The performance was excellent considering the simplicity of the implementation. The number of polygons and draw calls now only depends on the number of simultaneously rendered layers, not the size of the world itself. Since tiles were no longer made of individual polygons, they can’t be culled using frustum culling, but that doesn’t matter since fragments outside the screen are generally speaking not rendered at all. A neat side effect of the approach was that the camera can be switched from orthographic to perspective to view the world in almost good-looking pseudo-3D.

Accidental Minecraft knockoff

There is still room for further improvement.

What the solution gains in performance is lost in flexibility. None of these things is a deal breaker for my game, but using this approach in its simplest form is not suitable for all games.

The overdraw is still present, because for some reason Unity renders the layers from back to front. This is probably something that could be fixed given enough time, but it’s hard to pinpoint the exact reason why this happens. I’m using the 2D variant of the Universal Rendering Pipeline, which at least at the time (early 2020) seemed kind of unfinished.

There is also some memory overhead, which doesn’t really matter in smaller worlds but becomes more impactful with more Z layers. Like before, each Z level has two (custom) tilemap renderers: one for the floor layer, and one for the wall layer. Each renderer has the aforementioned tilemap texture, while the atlas is shared across all instances. Because of the way Unity’s Texture2D works, textures created at runtime are always kept in main memory and therefore consume both RAM and VRAM. An individual tilemap texture doesn’t need much memory, but the consumption increases linearly with more layers. Each layer’s buffers remain allocated and are kept up to date even when the layer is not visible.

Disunification

After more or less finishing the new renderer I worked on the game for one more week, and then mostly forgot it for almost a year. There was no single reason for abandoning it. Maybe I felt a bit burnt out after working on it actively for a few weeks. I returned briefly in October to update it to the latest Unity release, but didn’t implement any new features.

Then in February 2021 to pass the time during the third wave of COVID19 I got back into the project.

commit 6320a0fb91368d6947482d398549e0fdff5ed060
Author: Paavo Huhtala
Date:   Sat Feb 6 19:06:02 2021 +0200

    Initial renderer & ECS architecture

But instead of continuing the previous Unity-based prototype, I restarted from scratch.
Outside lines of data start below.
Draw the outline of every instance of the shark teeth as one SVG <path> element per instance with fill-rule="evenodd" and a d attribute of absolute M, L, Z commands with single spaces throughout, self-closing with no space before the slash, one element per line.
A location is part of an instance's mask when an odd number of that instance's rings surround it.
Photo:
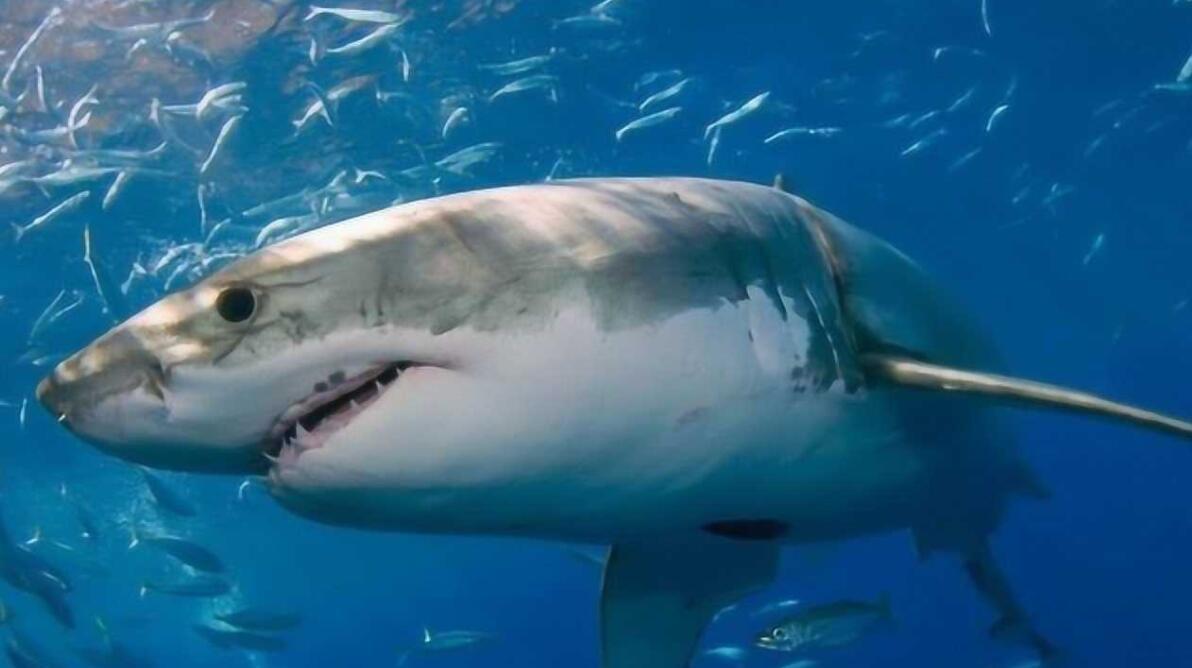
<path fill-rule="evenodd" d="M 322 447 L 411 366 L 416 365 L 397 361 L 352 378 L 331 375 L 318 391 L 281 413 L 266 439 L 266 457 L 275 466 L 286 466 L 303 452 Z"/>

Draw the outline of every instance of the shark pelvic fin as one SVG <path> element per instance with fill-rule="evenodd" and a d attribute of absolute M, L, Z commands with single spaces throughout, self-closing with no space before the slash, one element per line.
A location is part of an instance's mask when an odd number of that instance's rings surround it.
<path fill-rule="evenodd" d="M 863 355 L 862 365 L 869 378 L 895 385 L 1099 415 L 1192 439 L 1192 422 L 1058 385 L 888 355 Z"/>
<path fill-rule="evenodd" d="M 617 544 L 601 592 L 603 668 L 685 668 L 720 610 L 769 584 L 778 546 L 694 537 Z"/>
<path fill-rule="evenodd" d="M 964 570 L 981 596 L 998 612 L 998 620 L 989 629 L 991 637 L 1033 649 L 1047 666 L 1060 658 L 1060 650 L 1035 629 L 1023 611 L 987 543 L 976 546 L 964 557 Z"/>

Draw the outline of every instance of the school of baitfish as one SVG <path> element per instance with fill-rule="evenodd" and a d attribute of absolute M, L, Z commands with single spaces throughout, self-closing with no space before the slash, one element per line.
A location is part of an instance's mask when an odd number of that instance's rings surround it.
<path fill-rule="evenodd" d="M 0 202 L 10 239 L 0 253 L 29 256 L 48 247 L 42 243 L 76 237 L 69 261 L 82 267 L 48 283 L 54 290 L 43 310 L 20 314 L 25 346 L 6 363 L 45 370 L 68 352 L 54 333 L 73 318 L 116 322 L 130 315 L 129 304 L 186 286 L 254 249 L 365 211 L 489 183 L 498 167 L 523 181 L 585 175 L 610 169 L 617 151 L 635 143 L 672 142 L 699 156 L 693 169 L 715 171 L 724 160 L 774 160 L 778 151 L 863 134 L 882 137 L 877 143 L 892 160 L 932 160 L 956 173 L 982 160 L 1016 111 L 1016 74 L 974 67 L 987 58 L 980 44 L 938 44 L 921 54 L 930 67 L 971 73 L 968 85 L 932 107 L 907 103 L 899 76 L 888 78 L 884 89 L 865 91 L 844 70 L 819 81 L 818 113 L 803 111 L 815 100 L 791 99 L 764 85 L 741 89 L 699 70 L 646 68 L 586 80 L 594 62 L 632 51 L 647 0 L 604 0 L 544 16 L 538 39 L 526 42 L 532 47 L 482 49 L 445 41 L 515 16 L 527 4 L 396 0 L 361 2 L 370 5 L 362 8 L 261 0 L 246 8 L 63 0 L 38 5 L 36 12 L 36 4 L 4 8 L 0 16 L 12 23 L 0 50 Z M 975 0 L 973 12 L 987 35 L 998 30 L 988 2 Z M 880 30 L 855 35 L 846 64 L 861 67 L 870 52 L 899 43 L 899 36 Z M 88 79 L 66 67 L 85 58 L 125 74 Z M 254 66 L 262 61 L 268 75 Z M 1106 150 L 1119 136 L 1175 123 L 1162 107 L 1173 95 L 1192 93 L 1192 57 L 1179 64 L 1169 80 L 1106 100 L 1095 111 L 1098 129 L 1085 156 Z M 859 95 L 869 95 L 882 116 L 850 123 L 822 112 Z M 535 144 L 523 132 L 504 134 L 510 116 L 541 113 L 558 123 L 575 105 L 597 109 L 606 119 L 598 130 L 602 149 Z M 976 131 L 961 134 L 955 128 L 962 122 Z M 377 136 L 381 129 L 387 135 Z M 1063 175 L 1030 165 L 1006 187 L 1019 215 L 1014 224 L 1054 216 L 1076 190 Z M 160 210 L 137 210 L 145 197 Z M 151 225 L 137 229 L 147 216 L 192 221 L 190 234 L 157 237 Z M 108 253 L 125 236 L 135 239 L 132 254 L 126 248 Z M 1091 265 L 1110 241 L 1098 233 L 1073 255 Z M 6 308 L 0 295 L 0 313 Z M 0 416 L 25 428 L 29 403 L 27 395 L 2 396 Z M 137 469 L 132 480 L 151 500 L 141 515 L 99 518 L 63 483 L 57 497 L 76 520 L 73 532 L 33 526 L 23 534 L 0 524 L 0 579 L 23 593 L 0 608 L 14 666 L 57 664 L 44 650 L 57 639 L 20 629 L 27 606 L 42 606 L 63 633 L 80 625 L 99 630 L 101 642 L 77 648 L 79 660 L 151 664 L 110 632 L 101 611 L 80 618 L 73 610 L 77 574 L 58 564 L 75 563 L 79 552 L 100 542 L 178 567 L 173 576 L 132 583 L 139 595 L 210 599 L 234 589 L 236 564 L 186 530 L 184 520 L 201 508 L 157 474 Z M 237 490 L 241 500 L 246 494 L 249 481 Z M 583 558 L 598 563 L 603 557 Z M 896 632 L 893 617 L 886 599 L 775 600 L 747 616 L 757 630 L 752 642 L 709 648 L 701 656 L 739 663 L 751 652 L 840 648 L 870 633 Z M 275 652 L 302 621 L 299 611 L 246 601 L 197 620 L 193 631 L 213 648 Z M 462 649 L 483 656 L 497 639 L 484 631 L 426 630 L 422 642 L 396 645 L 393 656 L 412 661 Z M 787 666 L 828 661 L 796 656 Z"/>

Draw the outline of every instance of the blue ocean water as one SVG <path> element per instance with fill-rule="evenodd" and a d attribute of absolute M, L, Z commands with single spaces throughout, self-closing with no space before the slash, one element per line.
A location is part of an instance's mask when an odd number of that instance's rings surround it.
<path fill-rule="evenodd" d="M 412 656 L 411 666 L 598 664 L 600 573 L 565 548 L 330 528 L 281 511 L 257 485 L 242 489 L 241 478 L 161 474 L 198 509 L 170 517 L 135 468 L 35 406 L 33 386 L 64 354 L 249 250 L 280 218 L 292 218 L 279 225 L 292 233 L 393 202 L 555 178 L 770 183 L 782 173 L 790 190 L 949 285 L 1016 372 L 1192 414 L 1192 72 L 1180 81 L 1192 4 L 352 6 L 409 20 L 374 48 L 336 54 L 375 26 L 303 20 L 305 2 L 0 5 L 0 162 L 14 165 L 0 167 L 10 223 L 0 225 L 0 515 L 12 542 L 42 537 L 27 549 L 69 574 L 76 618 L 66 630 L 36 598 L 0 584 L 0 632 L 38 648 L 45 664 L 85 664 L 77 650 L 92 648 L 111 666 L 396 666 L 426 627 L 497 639 Z M 52 7 L 61 13 L 27 42 Z M 204 20 L 160 25 L 194 17 Z M 513 74 L 492 67 L 536 56 Z M 536 76 L 527 89 L 498 94 L 527 76 Z M 352 78 L 362 79 L 343 86 Z M 673 118 L 617 141 L 642 116 L 638 105 L 687 79 L 651 107 L 681 107 Z M 154 105 L 193 104 L 229 82 L 244 84 L 238 99 L 201 119 Z M 92 86 L 94 103 L 85 98 Z M 715 135 L 713 151 L 704 128 L 763 93 L 757 112 Z M 296 131 L 321 94 L 334 126 L 315 118 Z M 795 131 L 766 142 L 786 129 Z M 150 155 L 112 153 L 163 140 Z M 99 172 L 72 172 L 80 166 Z M 126 187 L 112 193 L 120 172 Z M 278 203 L 304 188 L 297 205 Z M 76 209 L 10 231 L 80 192 L 91 194 Z M 262 203 L 274 205 L 253 212 Z M 1186 444 L 1064 415 L 1008 419 L 1053 491 L 1016 503 L 994 538 L 1037 625 L 1075 666 L 1192 666 Z M 80 507 L 97 536 L 81 537 Z M 147 579 L 176 567 L 129 550 L 134 528 L 216 551 L 234 593 L 142 596 Z M 759 630 L 750 611 L 772 600 L 882 593 L 896 626 L 824 666 L 1029 658 L 988 638 L 994 616 L 956 559 L 920 563 L 905 534 L 790 550 L 778 583 L 722 616 L 701 648 L 747 648 Z M 217 648 L 193 630 L 249 604 L 302 613 L 285 650 Z M 113 658 L 113 643 L 139 663 Z M 751 650 L 740 664 L 790 660 Z"/>

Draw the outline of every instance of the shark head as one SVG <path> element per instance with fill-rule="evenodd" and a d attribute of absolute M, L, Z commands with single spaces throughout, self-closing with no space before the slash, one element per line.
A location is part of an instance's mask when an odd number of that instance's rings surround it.
<path fill-rule="evenodd" d="M 687 309 L 690 293 L 656 298 L 651 286 L 679 276 L 663 262 L 648 265 L 658 277 L 609 264 L 641 242 L 635 219 L 617 239 L 584 231 L 592 216 L 552 217 L 577 193 L 601 203 L 561 186 L 466 193 L 261 249 L 66 359 L 37 397 L 105 452 L 265 475 L 313 519 L 522 531 L 521 500 L 583 503 L 566 476 L 577 459 L 700 408 L 662 386 L 648 400 L 623 391 L 672 381 L 651 370 L 687 348 L 659 352 L 665 341 L 639 326 Z"/>
<path fill-rule="evenodd" d="M 424 452 L 409 441 L 429 434 L 375 415 L 403 414 L 398 395 L 421 382 L 466 381 L 477 353 L 474 336 L 449 334 L 476 309 L 459 258 L 434 253 L 443 215 L 383 211 L 249 255 L 62 361 L 37 397 L 80 438 L 139 464 L 267 472 L 278 490 L 366 487 L 384 469 L 372 449 L 391 462 Z M 442 401 L 416 402 L 414 425 L 448 420 L 448 397 L 430 395 Z M 329 456 L 344 444 L 354 449 Z M 316 451 L 323 465 L 306 466 Z"/>

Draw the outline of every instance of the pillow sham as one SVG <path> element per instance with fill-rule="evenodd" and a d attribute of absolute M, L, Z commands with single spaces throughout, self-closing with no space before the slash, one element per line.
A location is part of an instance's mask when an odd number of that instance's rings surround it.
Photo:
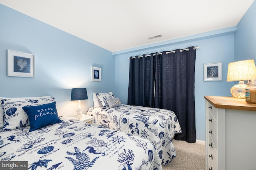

I had come to the conclusion that for a project like this Unity had very few benefits over writing a custom engine. In addition to implementing my own tilemap renderer:

So I was mostly using Unity as a needlessly heavyweight platform abstraction.

Rewriting it in Rust

The new iteration of the game is written in Rust, and it uses Specs ECS for game logic, SDL2 for window creation and event handling, and Luminance + GLSL for rendering. There are quite a few interesting things to tell about the new engine (such as the completely custom ECS-based UI system, featuring a Flexbox-esque layout algorithm), but I’ll save those for later. We’ll focus on rendering and related systems for now.

Rendering is based on Luminance, which is a relatively low-level graphics abstraction library. It manages OpenGL pipeline state to make it more memory safe and easier to use, and not much else. It does also support WebGL, but I’m only using it with OpenGL 3.3 at the moment. While that’s an ancient version of OpenGL (or practically bleeding edge in the Apple ecosystem), it has so far supported everything I need. Shaders are written in plain old GLSL. I implemented a simple shader hot reloading system using the notify crate. This has really paid off when developing new shaders; hacking on graphics code is now much faster than before.

The new tilemap renderer

The new tilemap renderer is based around the same core ideas as the Shader Graph version, but there are also some more fundamental changes.

Voxel storage

The world data format has maybe changed the least, but it has important consequences for the rest of the system. I’m using a flat array for storing voxels as before, but this time everything is in one array instead of having a separate buffer for each layer. Each voxel — like before — consists of two 16-bit numbers: the floor tile index, and the wall tile index.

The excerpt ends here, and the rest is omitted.